The No Child Left Behind Act Is Showing Good Results
States Are Successfully Implementing No Child Left Behind. As of 2006, for the first time all 50 States and the District of Columbia have accountability plans in place as well as reading/language arts and mathematics assessments for grades 3-8, plus one assessment in high school. The percentage of classes taught by a highly qualified teacher has risen to 91 percent. In addition, nearly 450,000 eligible students have received free supplemental educational services or public school choice.
Student Achievement Is Rising. Between 2003 and 2005, 43 States and the District of Columbia improved or held steady in all categories of students tested in reading and math. In addition:
More reading progress was made by 9-year-olds in the five years ending in 2004 than in the previous 28 years combined.
Reading and math scores for 9-year-olds and fourth-graders have reached all-time highs.
Between 2003 and 2005, an additional 235,000 fourth-graders learned fundamental math skills.
Test Results Show The Achievement Gap Is Closing. According to the Nation's Report Card, from 1999 to 2004:
The gap between African-American and white 9-year-olds in reading narrowed by 9 points, to an all-time low.
The gap between African-American and white 9-year-olds in math narrowed by 5 points, to an all-time low.
The gap between Hispanic and white 9-year-olds in reading narrowed by 7 points, to an all-time low.
The gap between Hispanic and white 9-year-olds in math narrowed by 8 points, to an all-time low.

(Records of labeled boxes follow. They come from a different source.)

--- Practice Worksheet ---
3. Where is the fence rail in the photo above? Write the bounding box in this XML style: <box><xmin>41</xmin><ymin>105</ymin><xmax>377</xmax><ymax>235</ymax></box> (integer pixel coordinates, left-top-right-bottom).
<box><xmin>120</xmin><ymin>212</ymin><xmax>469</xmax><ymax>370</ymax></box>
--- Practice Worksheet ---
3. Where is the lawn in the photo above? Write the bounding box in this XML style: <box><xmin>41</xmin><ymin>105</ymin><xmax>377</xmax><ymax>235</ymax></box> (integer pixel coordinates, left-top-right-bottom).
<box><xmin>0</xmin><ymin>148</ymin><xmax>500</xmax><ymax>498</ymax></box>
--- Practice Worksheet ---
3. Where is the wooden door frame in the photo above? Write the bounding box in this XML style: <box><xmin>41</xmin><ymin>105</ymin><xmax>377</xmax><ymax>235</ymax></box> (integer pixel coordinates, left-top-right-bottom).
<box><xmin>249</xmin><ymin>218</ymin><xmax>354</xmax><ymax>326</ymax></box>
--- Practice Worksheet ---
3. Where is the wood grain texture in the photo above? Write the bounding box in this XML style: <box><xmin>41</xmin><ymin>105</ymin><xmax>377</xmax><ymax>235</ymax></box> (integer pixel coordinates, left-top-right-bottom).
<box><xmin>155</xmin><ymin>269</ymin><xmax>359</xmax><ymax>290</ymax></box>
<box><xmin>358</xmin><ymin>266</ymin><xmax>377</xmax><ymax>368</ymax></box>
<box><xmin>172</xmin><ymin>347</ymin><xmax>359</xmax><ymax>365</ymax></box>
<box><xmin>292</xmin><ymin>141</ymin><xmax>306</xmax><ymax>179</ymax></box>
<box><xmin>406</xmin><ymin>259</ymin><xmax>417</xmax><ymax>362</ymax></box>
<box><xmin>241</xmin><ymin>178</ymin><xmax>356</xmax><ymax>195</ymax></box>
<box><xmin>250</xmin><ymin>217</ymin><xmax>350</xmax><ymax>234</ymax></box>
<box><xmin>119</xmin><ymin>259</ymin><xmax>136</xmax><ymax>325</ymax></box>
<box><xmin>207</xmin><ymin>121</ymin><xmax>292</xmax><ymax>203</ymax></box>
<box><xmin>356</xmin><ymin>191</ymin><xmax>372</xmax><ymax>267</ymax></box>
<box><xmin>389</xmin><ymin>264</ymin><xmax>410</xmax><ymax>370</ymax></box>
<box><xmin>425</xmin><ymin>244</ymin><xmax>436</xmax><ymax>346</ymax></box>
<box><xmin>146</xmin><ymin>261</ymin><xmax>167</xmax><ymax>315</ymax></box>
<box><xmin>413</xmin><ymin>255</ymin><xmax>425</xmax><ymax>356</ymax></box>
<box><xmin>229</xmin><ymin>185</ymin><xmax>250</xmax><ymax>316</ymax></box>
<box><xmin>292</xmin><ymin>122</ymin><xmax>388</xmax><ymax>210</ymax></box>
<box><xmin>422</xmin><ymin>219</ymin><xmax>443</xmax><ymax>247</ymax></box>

We Must Continue To Build On No Child Left Behind's Progress. The President called on the Committee leaders to strengthen NCLB by:
Helping teachers close the achievement gap through incentives for effective teachers and for those who teach in the neediest schools;
Strengthening our public schools and empowering parents with incentives for school reform and options for students to attend high-performing schools and receive after-school tutoring; and
Measuring individual student progress to focus interventions on students who have not reached grade level.